363. Memorandum of Conversation0


  • US-USSR Relations


  • US
    • The President
    • The Secretary
    • Ambassador Thompson
    • Assistant Secretary Tyler
    • Mr. Akalovsky, ACDA/IR
  • USSR
    • Foreign Minister Gromyko
    • Deputy Foreign Minister Semenov
    • Ambassador Dobrynin
    • Mr. Sukhodrev, Foreign Ministry
[Page 792]

Mr. Gromyko said he wished to raise the matter of broad relations between the US and the USSR. He thought the Secretary and himself were in agreement that our two countries occupied a position in the world which was decisive in determining, in the long run, whether or not there would be agreement on any important problem in the world. He recalled that the President had expressed a similar thought during last yearʼs conversation.1 He had reported this to Mr. Khrushchev and the latter believed that this was a reasonable view. If this were to be personified, he believed that understanding between the President and Mr. Khrushchev was most important for the world. The USSR was familiar with the Presidentʼs speech on June 10 at the American University.2 He believed the President was aware of the assessment his statements, including the one at the American University, had been given in the USSR. The Presidentʼs statements had been received positively in the USSR, both by the Soviet Government as a whole and by Mr. Khrushchev in particular. This was a definite and deliberate line in the Soviet policy vis-à-vis the US. If the US took the same line, then there was reason for an optimistic assessment of the prospects for the development of our relations. What the Soviet Union wanted to do was to give this a concrete form. Perhaps this was not new to the President, because all messages from Mr. Khrushchev were in this spirit. If this line was followed with determination then such synthetic (sic) problems as disarmament, Germany, etc., could be resolved much more easily than in a situation where the two sides quarreled.
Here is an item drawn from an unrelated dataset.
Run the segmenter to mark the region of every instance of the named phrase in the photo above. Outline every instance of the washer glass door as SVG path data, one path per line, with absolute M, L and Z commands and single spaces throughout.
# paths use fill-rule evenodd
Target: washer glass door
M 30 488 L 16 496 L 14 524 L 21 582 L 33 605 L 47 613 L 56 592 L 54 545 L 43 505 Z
The President said he appreciated Mr. Gromykoʼs remarks. The US attempted to carry out the policy enunciated in the American University speech. As he had stated in his press conference yesterday,3 there were areas of disagreement between our two countries, but he felt it was up to Mr. Khrushchev and him to do everything possible to prevent us from colliding. There were such questions as, for example, Laos where we hoped the USSR would exert its influence to prevent the situation from collapsing. Another matter of concern to us was of course Cuba. It was [Page 793] helpful that Soviet troops had been leaving, because this lessened the international importance of that problem. As had been stated before, the United States had no intention of invading Cuba. As to Germany, the President saw no reason why the situation there should be incendiary. He stressed incidents should be avoided in the corridors because they created unnecessary nuisance and irritation. Reverting to the American University speech, the President said it had been addressed more to the U.S. audience than to the Soviet, but we had tried to carry out that policy.

  1. Source: Kennedy Library, National Security Files, Countries Series,USSR, Gromyko Talks. Secret; Eyes Only. Drafted by Akalovsky and approved by the White House on October 21 and by S on October 16. The meeting was held at the White House. The Presidentʼs conversation with Gromyko was divided into 11 memoranda of conversation. The memorandum on disarmament is in Foreign Relations, 1961–1963, vol. VII, pp. 894895. The memorandum on Cuba is ibid., vol. XI, pp. 875877. The memorandum on Berlin is ibid., vol. XV, pp. 591594. Memoranda of the conversations on the next steps after the Moscow treaty, a non-aggression pact, observation posts, military budgets, non-dissemination of nuclear weapons, and bombs in orbit are not printed. ( Kennedy Library, National Security Files, Countries Series,USSR, Gromyko Talks) For a memorandum of the conversation on US-USSR trade relations, see Document 364. A briefing memorandum for the conversation from Thompson to the President, dated October 8, is in Department of State, Central Files, POL US-USSR.
  2. See Document 253.
  3. See Document 328.
  4. For a transcript of the Presidentʼs press conference on October 9, at which he had announced that the U.S. Government would not prohibit grain sales to the Soviet Union, see Public Papers of the Presidents of the United States: John F. Kennedy, 1963, pp. 767-775.